Terminal output: parity, 7 vs. 8 bits, etc.

Mark Horton mark at cbosgd.UUCP
Sat Mar 24 02:02:54 AEST 1984


With reference to rewriting the tty driver:

The tty driver HAS BEEN rewritten.  USG did it in System III.  Most
people's initial reaction was "My God, I'm going to have to rewrite
all my software because it's incompatible!"  However, in the 3 years
or so since it's been out, people are beginning to appreciate the
orthogonality it presents.  You can control most of the hardware bits
(parity, character size, etc) independently.  (The one thing you can't
do is have different input and output baud rates, but this feature only
seems to be used at places like Stanford for 1200 baud output with 150
baud input - such modems apparently cost less than real 1200 baud modems.)
Of course, none of the wonderful Berkeley features (crterase, ctlecho,
job control, word erase, line retype, etc) are present in the USG driver,
although the echoe bit is a kludged approximation to crterase.

Of course, this dichotomy of tty drivers (USG vs Berkeley) is the single
most frustrating cause of incompatibility between System V and 4BSD.

My general feeling now is that the ideal tty driver would be the USG tty
driver with the Berkeley extensions added.  I think Berkeley feels this
way too.  The reason that 4.2BSD does not have a USG-compatible tty driver
in it is that BERKELEY IS NOT LEGALLY ALLOWED TO DO SO.  You see, 4.2BSD
is based on UNIX/32V, which costs $300 to universities.  System III costs
$3000 to universities, and the improvements from V7 to System III are few
enough and unimportant enough that it just doesn't seem worth it.  If
Berkeley includes anything from System III in 4BSD, they must require that
anyone who gets 4BSD buys the more expensive USG license.  The System III
manual is apparently not in the public domain, either, like the V7 manual is.

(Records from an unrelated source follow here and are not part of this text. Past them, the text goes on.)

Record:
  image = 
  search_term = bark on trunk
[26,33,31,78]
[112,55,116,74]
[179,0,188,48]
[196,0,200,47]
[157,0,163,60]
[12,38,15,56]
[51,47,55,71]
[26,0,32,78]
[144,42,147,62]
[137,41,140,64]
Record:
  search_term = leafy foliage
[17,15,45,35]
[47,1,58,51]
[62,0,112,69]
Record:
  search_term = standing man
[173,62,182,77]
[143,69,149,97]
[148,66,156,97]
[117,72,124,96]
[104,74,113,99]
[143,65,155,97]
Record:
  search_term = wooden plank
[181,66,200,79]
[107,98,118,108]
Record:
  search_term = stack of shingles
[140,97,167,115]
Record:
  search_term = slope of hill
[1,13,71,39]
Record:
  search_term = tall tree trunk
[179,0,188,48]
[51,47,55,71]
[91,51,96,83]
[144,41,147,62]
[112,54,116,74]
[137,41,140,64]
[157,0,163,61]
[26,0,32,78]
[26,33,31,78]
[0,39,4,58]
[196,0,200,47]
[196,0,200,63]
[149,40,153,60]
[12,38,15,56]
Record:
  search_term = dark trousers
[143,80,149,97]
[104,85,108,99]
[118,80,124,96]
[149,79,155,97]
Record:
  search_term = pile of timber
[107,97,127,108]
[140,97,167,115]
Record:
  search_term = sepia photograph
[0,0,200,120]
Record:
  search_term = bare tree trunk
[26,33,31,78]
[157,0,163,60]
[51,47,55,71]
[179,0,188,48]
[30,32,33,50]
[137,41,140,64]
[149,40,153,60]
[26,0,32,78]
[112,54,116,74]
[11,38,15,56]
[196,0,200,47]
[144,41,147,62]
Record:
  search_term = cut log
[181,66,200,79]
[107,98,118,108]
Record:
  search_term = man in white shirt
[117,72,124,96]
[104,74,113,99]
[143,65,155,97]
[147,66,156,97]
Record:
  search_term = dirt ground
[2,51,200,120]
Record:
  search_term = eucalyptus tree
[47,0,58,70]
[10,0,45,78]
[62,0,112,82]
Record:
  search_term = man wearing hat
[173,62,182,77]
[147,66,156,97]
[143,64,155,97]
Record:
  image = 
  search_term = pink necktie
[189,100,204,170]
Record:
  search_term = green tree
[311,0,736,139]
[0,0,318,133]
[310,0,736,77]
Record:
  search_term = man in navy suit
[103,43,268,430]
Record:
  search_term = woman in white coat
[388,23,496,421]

This situation is gradually improving.  System V has a more reasonable price
tag on it, and is being aggressively pushed by AT&T as a standard.  The
next 4.nBSD will probably require a System V license.  So the legal problems
are going away.  It might be nice if someone would port the System V tty
driver to 4.2BSD, putting the 4BSD extensions back in, and give it to
Berkeley.  (Some upward compatibility code would be crucial as well.)
I can't speak for Berkeley, but I believe they would be interested.